B. decumbens dapat dipanen secara mekanis tetapi diperlukan kemampuan untuk menangani daun dalam jumlah besar yang dapat menahan biji yang jatuh. Panen biji di Brazil dan Australia biasanya sekitar 400-1000 kg/ha, tetapi biasanya lebih rendah di daerah lintang lebih rendah.

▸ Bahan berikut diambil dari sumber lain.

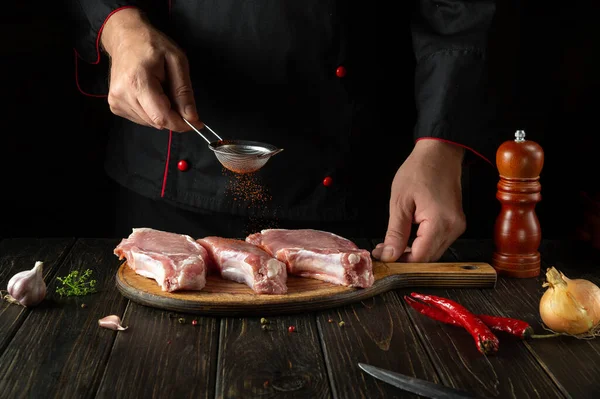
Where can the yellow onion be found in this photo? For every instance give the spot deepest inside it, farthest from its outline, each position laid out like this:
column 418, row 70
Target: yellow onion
column 570, row 306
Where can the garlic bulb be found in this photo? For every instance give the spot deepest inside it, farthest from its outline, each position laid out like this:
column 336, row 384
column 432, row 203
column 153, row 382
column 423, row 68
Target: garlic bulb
column 27, row 288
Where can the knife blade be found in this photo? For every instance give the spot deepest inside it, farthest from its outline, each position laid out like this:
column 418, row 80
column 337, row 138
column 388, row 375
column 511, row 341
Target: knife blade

Biji biasanya dorman segera setelah dipanen. Dormansi primer adalah fisiologis, sementara dormansi panjang adalah mekanikal, disebabkan oleh pembatasan selubung biji. Dormansi mungkin dihilangkan dengan penyimpanan selama 6-9 bulan atau dengan skarifikasi asam.

Keunggulan

  • Produksi tinggi dengan manajemen yang intensif.
  • Tahan penggembalaan berat.
  • Bertahan hidup pada tanah asam, tidak subur.
  • Hasil biji tinggi sehingga secara relatif  adalah biji yang murah.

Keterbatasan

  • Rentan terhadap serangan spittlebug pada daerah tropis.
  • Kecocokan rendah dengan banyak legum.
  • Toleransi rendah terhadap pengairan yang buruk.
  • Fotosensitisasi pada domba dan kambing.  

Pustaka pilihan

CIAT (1992). Pastures for the Tropical Lowlands. CIAT, Cali, Colombia.

Lenné, J.M. and Trutmann, P. (eds) (1994) Diseases of Tropical Pasture Plan ts. CABI, Wallingford, UK.

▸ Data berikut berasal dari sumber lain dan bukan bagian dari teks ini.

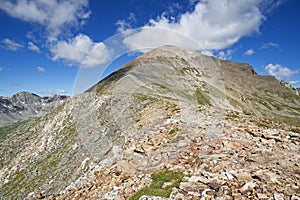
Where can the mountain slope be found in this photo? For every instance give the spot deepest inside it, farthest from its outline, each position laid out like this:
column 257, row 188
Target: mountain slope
column 170, row 109
column 24, row 105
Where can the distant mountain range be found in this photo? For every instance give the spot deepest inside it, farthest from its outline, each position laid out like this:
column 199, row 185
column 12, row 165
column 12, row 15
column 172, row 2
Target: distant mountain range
column 24, row 105
column 172, row 123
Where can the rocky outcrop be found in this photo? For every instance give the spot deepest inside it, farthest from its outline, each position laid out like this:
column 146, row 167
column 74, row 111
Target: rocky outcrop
column 24, row 105
column 171, row 109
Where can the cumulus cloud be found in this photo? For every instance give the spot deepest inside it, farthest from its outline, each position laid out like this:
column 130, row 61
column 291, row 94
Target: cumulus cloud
column 41, row 69
column 249, row 52
column 80, row 50
column 11, row 45
column 214, row 25
column 33, row 47
column 225, row 55
column 53, row 14
column 280, row 72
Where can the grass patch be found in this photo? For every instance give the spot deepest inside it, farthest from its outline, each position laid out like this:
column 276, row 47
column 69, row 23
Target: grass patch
column 158, row 180
column 202, row 97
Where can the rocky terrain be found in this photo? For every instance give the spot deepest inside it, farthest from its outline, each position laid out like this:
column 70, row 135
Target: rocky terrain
column 24, row 105
column 172, row 124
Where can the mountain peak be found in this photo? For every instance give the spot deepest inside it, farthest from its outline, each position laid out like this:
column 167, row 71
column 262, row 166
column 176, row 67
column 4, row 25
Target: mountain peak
column 171, row 111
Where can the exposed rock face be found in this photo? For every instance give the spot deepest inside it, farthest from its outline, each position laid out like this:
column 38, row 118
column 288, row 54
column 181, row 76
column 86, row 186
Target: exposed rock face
column 24, row 105
column 171, row 109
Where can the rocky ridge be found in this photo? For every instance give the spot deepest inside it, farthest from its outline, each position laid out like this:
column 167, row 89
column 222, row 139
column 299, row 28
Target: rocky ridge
column 24, row 105
column 171, row 109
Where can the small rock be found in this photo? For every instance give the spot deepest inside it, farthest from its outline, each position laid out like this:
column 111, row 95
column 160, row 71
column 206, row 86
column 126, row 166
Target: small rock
column 166, row 184
column 262, row 196
column 278, row 196
column 294, row 197
column 243, row 176
column 198, row 179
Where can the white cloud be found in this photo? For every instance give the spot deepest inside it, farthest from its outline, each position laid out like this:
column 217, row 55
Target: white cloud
column 269, row 45
column 80, row 50
column 41, row 69
column 225, row 55
column 11, row 45
column 214, row 25
column 280, row 72
column 294, row 82
column 60, row 91
column 33, row 47
column 53, row 14
column 249, row 52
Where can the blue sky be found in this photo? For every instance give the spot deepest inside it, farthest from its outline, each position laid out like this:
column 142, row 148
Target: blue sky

Miles, J.W., Maass, B.L. and do Valle, C.B. (eds) (1996) Brachiaria: Biology, Agronomy and Improvement. Joint publication by CIAT, Cali, Colombia and Embrapa/CNPGC, Campo Grande, MS, Brazil.

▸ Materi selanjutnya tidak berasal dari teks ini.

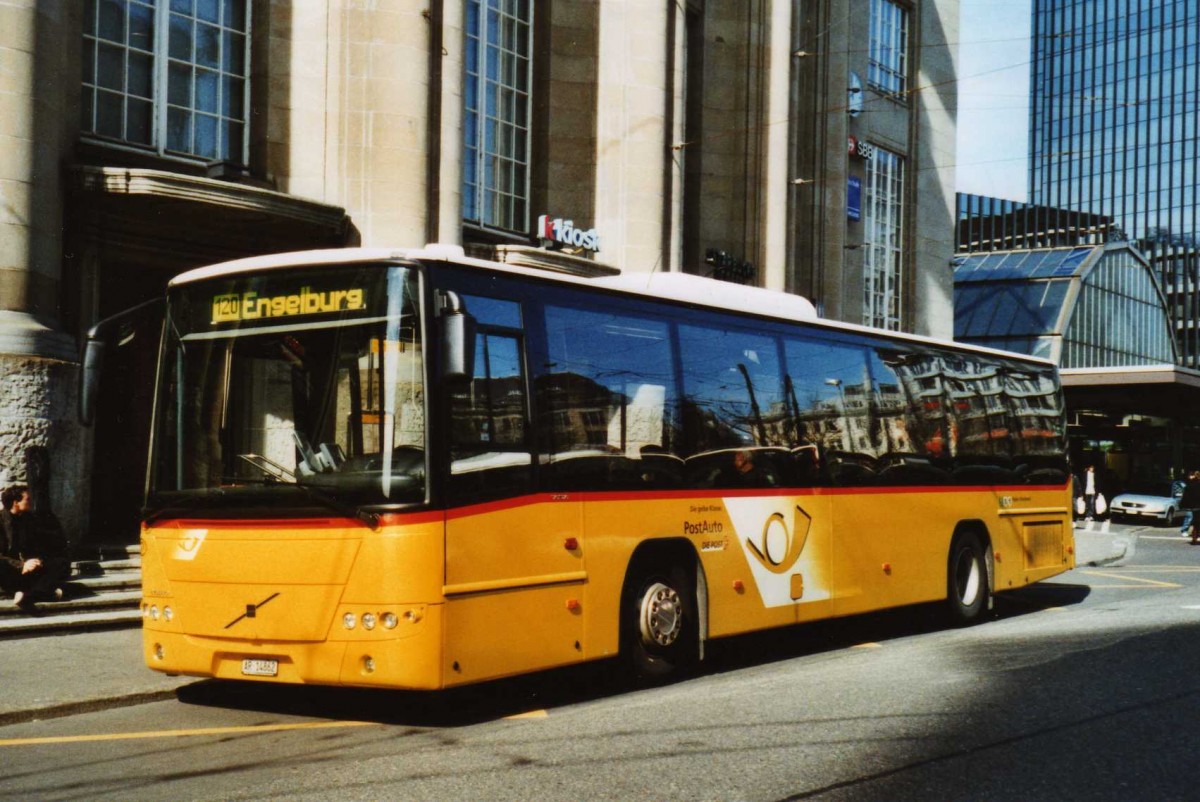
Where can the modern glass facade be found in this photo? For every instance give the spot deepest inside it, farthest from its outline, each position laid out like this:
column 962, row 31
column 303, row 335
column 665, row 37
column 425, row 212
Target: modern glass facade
column 987, row 223
column 1095, row 306
column 1114, row 131
column 883, row 240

Schultze-Kraft, R. and Teitzel, J.K. (1992) Brachiaria decumbens Stapf. In: 't Mannetje, L. and Jones, R.M. (eds) Plant Resources of South-East Asia No. 4. Forages. pp. 58-59. (Pudoc Scientific Publishers, Wageningen, the Netherlands).

Thomas, D. and Grof, B. (1986) Some pasture species for the tropical savannas of South America. III. Andropogon gayanus , Brachiaria species and Panicum maximum . Herbage Abstracts, 56, 557-565.